Originally published at: Audio Hijack 4 Brings Interface Improvements and Recording Upgrades - TidBITS

The latest version of Rogue Amoeba’s Mac app for grabbing, mixing, and manipulating audio from apps and sound inputs makes it easier to design and improve workflows. It also offers new and improved audio recording and processing features.

I had a problem when I upgraded to Audio Hijack 4 — my previous sessions from version 3 weren’t imported on the first launch, and trying to manually import them from within the app (via the Help menu) wasn’t working. I emailed Rogue Amoeba to ask for help, and had a conversation with Paul Kafasis over the weekend to determine where the problem was and how best to fix it. (I’d managed to workaround it by manually copying and renaming the preference lists from version 3, but Paul cautioned that it wasn’t an ideal solution, even if it did let me do a broadcast on Sunday.) Long story short, I was able to get the import to work correctly at last, and version 4.0.2 now incorporates the fix. Many thanks to Paul for his assistance (and persistance), and an example of good customer support. :slight_smile:


Does anyone know if Audio Hijack 4 still requires that the system security level be lowered to install Rogue Amoeba’s ACE drivers?

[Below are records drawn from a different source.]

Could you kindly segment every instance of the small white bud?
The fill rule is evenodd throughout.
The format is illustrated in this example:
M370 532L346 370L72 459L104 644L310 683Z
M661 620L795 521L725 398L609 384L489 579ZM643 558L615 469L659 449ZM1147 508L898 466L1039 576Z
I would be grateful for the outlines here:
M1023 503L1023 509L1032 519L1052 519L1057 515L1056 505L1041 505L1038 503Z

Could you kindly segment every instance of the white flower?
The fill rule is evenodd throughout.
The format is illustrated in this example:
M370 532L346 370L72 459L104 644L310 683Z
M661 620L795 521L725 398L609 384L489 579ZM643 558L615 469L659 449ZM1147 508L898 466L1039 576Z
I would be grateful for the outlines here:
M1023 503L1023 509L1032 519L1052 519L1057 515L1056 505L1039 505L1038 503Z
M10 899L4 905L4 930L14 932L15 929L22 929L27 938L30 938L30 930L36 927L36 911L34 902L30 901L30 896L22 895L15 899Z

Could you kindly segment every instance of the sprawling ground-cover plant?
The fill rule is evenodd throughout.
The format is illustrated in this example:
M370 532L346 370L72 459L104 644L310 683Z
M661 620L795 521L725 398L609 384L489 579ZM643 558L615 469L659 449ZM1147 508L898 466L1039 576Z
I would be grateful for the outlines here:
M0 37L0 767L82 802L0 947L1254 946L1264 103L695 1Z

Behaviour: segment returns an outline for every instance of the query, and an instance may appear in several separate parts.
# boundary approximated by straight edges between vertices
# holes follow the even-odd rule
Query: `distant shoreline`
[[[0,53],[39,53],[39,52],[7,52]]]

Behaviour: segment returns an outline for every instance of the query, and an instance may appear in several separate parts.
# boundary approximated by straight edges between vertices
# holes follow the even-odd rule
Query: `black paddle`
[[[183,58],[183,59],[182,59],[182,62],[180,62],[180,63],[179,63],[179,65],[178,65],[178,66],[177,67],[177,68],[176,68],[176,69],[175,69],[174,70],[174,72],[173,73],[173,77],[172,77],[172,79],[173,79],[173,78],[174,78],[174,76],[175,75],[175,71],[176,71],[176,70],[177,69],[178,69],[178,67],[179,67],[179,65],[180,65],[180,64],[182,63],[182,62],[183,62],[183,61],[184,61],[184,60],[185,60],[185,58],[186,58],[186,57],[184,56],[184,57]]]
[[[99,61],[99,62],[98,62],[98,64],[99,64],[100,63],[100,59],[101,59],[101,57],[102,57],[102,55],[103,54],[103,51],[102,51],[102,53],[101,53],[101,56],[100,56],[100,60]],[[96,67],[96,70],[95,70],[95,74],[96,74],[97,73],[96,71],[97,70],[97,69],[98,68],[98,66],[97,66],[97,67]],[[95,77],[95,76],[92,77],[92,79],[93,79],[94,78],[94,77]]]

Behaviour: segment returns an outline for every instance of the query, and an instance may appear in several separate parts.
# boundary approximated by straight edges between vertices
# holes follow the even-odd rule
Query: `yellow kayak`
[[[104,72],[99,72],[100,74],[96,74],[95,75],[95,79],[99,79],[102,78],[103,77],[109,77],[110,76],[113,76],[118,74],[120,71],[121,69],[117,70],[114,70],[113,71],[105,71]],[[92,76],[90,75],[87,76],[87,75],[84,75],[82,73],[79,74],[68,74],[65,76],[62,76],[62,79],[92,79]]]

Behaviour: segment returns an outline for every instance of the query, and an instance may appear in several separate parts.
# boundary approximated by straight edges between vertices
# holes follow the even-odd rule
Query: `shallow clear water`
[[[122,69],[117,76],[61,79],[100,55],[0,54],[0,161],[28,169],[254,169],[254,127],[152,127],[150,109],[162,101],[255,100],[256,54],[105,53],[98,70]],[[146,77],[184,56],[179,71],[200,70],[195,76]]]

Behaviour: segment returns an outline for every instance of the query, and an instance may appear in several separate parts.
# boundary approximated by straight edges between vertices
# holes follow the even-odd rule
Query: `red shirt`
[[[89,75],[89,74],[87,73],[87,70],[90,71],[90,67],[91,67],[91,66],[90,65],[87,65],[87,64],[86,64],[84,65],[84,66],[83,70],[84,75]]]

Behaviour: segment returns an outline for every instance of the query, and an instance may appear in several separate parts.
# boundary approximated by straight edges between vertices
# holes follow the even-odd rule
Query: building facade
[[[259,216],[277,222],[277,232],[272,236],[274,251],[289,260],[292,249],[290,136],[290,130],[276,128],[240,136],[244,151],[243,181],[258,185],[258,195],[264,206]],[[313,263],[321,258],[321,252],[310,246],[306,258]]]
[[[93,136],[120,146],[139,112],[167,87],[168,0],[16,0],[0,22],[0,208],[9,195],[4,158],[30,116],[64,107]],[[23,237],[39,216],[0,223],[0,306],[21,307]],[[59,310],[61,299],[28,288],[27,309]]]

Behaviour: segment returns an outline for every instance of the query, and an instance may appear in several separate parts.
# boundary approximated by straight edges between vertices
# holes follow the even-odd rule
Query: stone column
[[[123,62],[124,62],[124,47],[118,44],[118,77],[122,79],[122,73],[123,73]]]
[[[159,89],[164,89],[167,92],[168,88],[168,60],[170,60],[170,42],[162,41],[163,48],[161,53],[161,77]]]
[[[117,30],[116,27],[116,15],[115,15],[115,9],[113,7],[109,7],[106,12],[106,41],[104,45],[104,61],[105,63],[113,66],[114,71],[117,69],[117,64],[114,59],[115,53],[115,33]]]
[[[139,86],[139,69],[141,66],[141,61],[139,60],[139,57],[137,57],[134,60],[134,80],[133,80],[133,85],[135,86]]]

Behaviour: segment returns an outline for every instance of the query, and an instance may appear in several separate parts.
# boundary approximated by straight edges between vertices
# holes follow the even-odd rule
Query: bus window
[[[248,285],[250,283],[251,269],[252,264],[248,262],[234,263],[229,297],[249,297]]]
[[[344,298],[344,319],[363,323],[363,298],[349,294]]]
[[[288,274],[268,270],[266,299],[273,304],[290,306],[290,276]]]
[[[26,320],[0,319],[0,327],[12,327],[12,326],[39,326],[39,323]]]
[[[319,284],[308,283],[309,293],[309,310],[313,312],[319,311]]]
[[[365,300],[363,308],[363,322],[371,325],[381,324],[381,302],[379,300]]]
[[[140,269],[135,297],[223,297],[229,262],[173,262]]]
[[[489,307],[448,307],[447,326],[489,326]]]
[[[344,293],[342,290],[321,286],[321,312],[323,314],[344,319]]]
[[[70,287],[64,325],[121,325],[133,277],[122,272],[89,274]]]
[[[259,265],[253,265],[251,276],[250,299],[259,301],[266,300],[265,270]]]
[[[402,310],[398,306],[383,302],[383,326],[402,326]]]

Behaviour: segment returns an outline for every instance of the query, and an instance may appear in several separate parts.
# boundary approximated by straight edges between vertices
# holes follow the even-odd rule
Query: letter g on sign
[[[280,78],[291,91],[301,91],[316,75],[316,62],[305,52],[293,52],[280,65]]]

It does. That’s always going to be a requirement, I’m afraid. They’re only lowering it to signed developer extensions, so the risk would be that a) a rogue malware operator had set up an account or hijacked an existing one b) that you were convinced to install such a system extension.


I’ve never understood what makes their extension so special that it requires one to lower the system security level (because other plugins, say from Zoom or Camo, do not). It was possible on my first M1 MacBook Pro to restore the full security level after the installation, but on my M1 Pro MacBook Pro, that resulted in an inscrutable error. I wound up removing the extension, but then I still couldn’t restore full security and had to reinstall the system!

I’ve been over this several times with RA tech support, and they have the temerity to refer me to Apple! Anyone who has dealt with Apple knows that as soon as they hear of third-party software, they ask users to remove it or refer them back to the developer!

It’s pretty straightforward: there’s no way for Rogue Amoeba to achieve what they do without it. Apple doesn’t have a way to allow specific developers to receive authorization, so Rogue Amoeba has to follow the general developer guideline, which requires you lower security for all authorized developers. (You’d think you could perhaps anoint a specific one; I’m sure they’d pay a special fee to be in a higher-scrutiny list, even.)

So if you need Rogue Amoeba’s features, they can’t do it without lower security. If Apple wanted to expose certain aspect of audio within the sandboxed full security environment, Rogue Amoeba wouldn’t need this.

Apple is more likely to listen to persistent user requests than those of developers. And they don’t listen well to users, either!